"The American Recovery and Reinvestment Act certainly created a lot of interest. The dust is settling right now and we're trying to learn a bit more," said William "Buddy" Gillespie, vice president and CTO for WellSpan Health, a network of physicians, hospitals and clinics in Pennsylvania and Maryland. "Sustainability is the word. The infrastructure is sometimes forgotten, and it needs to be stable, expandable and scalable to protect the integrity of the system and the data."
"It's that piece that's often the last thing considered," added Rick Dallamann, marquee accounts manager at Syracuse, N.Y.-based solution provider CXtec. "That's why we're trying to stay two, three, four years ahead of where the industry is so we can meet it as it happens."
If interoperability is to be achieved, sources agreed, operability needs to happen first.
"We've described the content but beyond that, we need a way to transport it from place to place," said Dr. John Halamka, CIO of CareGroup Health System and CIO and dean for technology at Harvard Medical School.
"Health care is ultimately local," Halamka said. "When we start with the notion of a nationwide health information exchange, we start with cities and towns. But to answer it in a quizzical way, there's too much data and not enough wisdom. We're going to get even more data--just think, you can get 10,000 data points on every patient and look at it all. You'll never sleep again! So there needs to a way to separate the wheat from the chaff and tell you what you need to know. Infrastructure has to get in there. Here's a set of rules--best practices, alerts, reminders. Here are the tests you need. There's going to be an investment in automated Web services to build into EMRs and HIE [health information exchanges] on top of the data."
Rob Israel, CIO of John C. Lincoln Health Network in Arizona, said there's a lot good in the stimulus but EMRs are not going to become a huge, mainstream priority for physicians until incentive payments became penalties.
"You won't see EMR until there's forced usage," Israel said. "The government put a big carrot out there but is right now using a pencil for a stick. That's a big problem."
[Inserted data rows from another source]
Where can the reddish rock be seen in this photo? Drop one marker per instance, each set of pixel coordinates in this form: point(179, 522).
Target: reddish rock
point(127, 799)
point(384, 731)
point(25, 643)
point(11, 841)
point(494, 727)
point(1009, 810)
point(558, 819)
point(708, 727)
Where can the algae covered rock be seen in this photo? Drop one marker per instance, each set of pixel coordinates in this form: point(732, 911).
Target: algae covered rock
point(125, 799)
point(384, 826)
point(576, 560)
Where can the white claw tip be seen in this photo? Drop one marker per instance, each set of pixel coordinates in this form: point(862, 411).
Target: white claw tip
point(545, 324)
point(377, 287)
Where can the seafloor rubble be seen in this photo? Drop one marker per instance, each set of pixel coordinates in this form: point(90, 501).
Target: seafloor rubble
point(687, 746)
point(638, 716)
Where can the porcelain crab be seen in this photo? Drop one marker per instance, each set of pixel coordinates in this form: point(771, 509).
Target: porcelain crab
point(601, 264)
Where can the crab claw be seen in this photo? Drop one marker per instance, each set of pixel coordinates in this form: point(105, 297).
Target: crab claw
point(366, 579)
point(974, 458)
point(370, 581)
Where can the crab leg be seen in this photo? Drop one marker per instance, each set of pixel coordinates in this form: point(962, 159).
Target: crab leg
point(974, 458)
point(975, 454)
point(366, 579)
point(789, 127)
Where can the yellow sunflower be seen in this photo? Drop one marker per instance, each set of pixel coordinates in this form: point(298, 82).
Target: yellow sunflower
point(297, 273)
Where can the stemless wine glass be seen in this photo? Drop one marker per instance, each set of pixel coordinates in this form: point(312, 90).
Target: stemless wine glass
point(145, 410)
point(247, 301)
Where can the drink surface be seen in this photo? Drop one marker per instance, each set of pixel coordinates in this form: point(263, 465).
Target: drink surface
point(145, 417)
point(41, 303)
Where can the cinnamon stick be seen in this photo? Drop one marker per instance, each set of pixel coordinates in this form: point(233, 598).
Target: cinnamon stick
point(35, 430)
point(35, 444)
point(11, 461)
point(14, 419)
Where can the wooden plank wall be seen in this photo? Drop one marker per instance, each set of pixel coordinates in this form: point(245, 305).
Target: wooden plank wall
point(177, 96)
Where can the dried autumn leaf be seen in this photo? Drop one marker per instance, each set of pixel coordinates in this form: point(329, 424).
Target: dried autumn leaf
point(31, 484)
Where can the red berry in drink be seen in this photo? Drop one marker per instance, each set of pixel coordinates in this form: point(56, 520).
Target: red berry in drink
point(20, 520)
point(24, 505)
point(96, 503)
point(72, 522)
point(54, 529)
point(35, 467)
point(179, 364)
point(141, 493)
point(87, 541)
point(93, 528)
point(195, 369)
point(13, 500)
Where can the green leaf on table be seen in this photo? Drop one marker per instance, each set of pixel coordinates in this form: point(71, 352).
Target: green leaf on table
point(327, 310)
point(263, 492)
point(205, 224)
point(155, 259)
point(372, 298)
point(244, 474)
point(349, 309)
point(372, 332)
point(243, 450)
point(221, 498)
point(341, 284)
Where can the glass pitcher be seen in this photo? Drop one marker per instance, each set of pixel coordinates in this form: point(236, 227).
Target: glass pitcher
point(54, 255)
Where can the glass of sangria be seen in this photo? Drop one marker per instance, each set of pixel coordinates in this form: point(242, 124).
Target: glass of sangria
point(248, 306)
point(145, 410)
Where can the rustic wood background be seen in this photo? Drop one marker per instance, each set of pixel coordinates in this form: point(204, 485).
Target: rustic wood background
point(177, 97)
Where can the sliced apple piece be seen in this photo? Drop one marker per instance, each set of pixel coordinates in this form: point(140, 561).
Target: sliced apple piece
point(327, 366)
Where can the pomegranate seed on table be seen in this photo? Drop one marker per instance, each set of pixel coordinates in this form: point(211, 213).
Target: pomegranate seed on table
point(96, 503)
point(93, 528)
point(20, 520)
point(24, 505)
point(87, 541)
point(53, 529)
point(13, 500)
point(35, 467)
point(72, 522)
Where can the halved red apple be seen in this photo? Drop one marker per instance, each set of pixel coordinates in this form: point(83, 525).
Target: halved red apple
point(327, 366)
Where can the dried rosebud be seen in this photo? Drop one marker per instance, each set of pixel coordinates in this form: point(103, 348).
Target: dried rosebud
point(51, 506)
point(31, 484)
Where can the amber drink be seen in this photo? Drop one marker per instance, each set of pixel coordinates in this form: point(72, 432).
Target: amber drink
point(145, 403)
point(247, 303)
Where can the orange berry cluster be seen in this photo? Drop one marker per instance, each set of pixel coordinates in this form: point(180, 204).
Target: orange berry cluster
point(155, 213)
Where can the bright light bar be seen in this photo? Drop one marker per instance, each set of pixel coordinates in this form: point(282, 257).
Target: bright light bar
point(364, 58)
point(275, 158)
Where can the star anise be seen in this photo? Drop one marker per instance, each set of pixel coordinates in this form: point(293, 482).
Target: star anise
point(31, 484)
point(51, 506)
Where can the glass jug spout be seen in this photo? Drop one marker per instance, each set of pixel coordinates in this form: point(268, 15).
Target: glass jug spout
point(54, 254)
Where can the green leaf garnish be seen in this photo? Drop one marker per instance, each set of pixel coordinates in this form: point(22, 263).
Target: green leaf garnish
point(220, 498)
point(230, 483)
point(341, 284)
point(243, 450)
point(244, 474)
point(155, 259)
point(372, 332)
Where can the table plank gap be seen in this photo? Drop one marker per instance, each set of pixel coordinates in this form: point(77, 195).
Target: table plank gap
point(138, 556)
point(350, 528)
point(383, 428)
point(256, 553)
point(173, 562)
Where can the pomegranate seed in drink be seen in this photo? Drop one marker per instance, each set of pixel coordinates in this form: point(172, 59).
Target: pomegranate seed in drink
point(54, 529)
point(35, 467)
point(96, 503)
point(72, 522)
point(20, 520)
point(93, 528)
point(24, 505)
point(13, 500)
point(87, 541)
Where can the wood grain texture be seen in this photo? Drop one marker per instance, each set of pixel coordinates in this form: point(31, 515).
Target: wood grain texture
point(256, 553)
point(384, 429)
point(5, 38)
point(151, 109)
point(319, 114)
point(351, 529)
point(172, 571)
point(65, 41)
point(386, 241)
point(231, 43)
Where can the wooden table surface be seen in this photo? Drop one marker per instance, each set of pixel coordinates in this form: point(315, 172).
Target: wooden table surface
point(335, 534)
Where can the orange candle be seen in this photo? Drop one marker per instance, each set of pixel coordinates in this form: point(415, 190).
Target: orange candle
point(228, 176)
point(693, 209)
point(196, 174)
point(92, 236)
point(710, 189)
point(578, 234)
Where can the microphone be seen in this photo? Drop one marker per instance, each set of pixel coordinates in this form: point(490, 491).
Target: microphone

Israel, who uses Lumension security products through Lincoln Health Network, said the secure data exchange remained his biggest concern.
"There's only so much you can know about what's coming into your system," he said. "With an EMR, that's a huge amount of data. No one notices IT until it goes down, so keeping it seamless is the biggest challenge for any CIO. If anything, this may help us a bit with budget, but in the end, if there's room in the budget for a bone saw or a redundant server, bone saw wins, you know?"